Responding to criticism of his 9-9-9 plan’s impact on the poor, Herman Cain is making some adjustments:
Up to now, Cain has touted a plan to scrap the current taxes on income, payroll, capital gains and corporate profits and replace them with a 9 percent tax on income, a 9 percent business tax and a 9 percent national sales tax. But the plan seems to be unraveling.
“We carved out a substantial amount from the aggregate 9-9-9 plan tax base — enough to exempt those in poverty — and we will work with Congress to best apply these in a way to break the poverty trap and replace it with positive incentives that encourage people to work and take risks in this economy,” Cain said in remarks prepared for delivery Friday outside the once grand — and now unused — Detroit train hub.
Cain’s shift on zero exemptions comes after an independent analysis showed his tax plan would raise taxes on 84 percent of U.S. households. The Tax Policy Center, a Washington think tank, said low- and middle-income families would be hit hardest, with households making between $10,000 and $20,000 seeing their taxes increase by nearly 950 percent.

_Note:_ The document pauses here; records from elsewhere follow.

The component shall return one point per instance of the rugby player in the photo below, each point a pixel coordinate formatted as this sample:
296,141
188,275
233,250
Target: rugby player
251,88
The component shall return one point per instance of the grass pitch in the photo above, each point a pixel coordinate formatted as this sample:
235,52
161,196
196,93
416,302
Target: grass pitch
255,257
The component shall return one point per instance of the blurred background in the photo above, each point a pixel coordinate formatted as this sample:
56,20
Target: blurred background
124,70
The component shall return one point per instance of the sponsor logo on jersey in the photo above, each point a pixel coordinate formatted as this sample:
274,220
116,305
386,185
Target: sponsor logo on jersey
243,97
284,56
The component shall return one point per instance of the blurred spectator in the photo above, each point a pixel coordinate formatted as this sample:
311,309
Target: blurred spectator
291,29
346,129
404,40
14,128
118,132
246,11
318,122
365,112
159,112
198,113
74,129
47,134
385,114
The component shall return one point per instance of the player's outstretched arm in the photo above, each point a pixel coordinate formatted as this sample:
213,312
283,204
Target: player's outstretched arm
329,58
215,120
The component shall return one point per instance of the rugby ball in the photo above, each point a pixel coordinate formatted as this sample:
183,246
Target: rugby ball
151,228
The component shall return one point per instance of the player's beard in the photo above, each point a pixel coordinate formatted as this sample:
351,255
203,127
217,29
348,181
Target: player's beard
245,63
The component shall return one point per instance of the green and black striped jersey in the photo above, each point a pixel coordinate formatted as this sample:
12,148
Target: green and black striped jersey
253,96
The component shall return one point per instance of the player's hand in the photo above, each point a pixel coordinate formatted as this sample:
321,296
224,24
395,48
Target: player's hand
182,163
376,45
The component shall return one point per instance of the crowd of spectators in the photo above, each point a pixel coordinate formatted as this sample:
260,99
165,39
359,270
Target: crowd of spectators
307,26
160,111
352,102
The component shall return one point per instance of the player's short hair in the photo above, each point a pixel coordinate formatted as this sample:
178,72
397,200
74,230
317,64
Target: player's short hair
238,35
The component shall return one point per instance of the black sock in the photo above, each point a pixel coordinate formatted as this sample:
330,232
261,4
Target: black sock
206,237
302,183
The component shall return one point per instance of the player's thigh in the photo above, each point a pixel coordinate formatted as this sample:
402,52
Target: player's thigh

On the one hand, it’s not a bad thing that Cain is responding to criticism by refining his plan. But on the other, it looks now as though he and his advisers didn’t anticipate which angles the criticism would come from. That suggests that the plan may not have been thoroughly examined before its rollout. And tt’s that “we will work with Congress” part that introduces 9-9-9 greatest weakness. Obviously a President Cain would have to work with Congress to get the plan passed. But just as obviously, unless Cain wins with a massive mandate and drives a very shrewd and dominating effort to push the bill on the hill, Congress will mutilate it. That’s what they do. And Cain is already doing that himself, actually.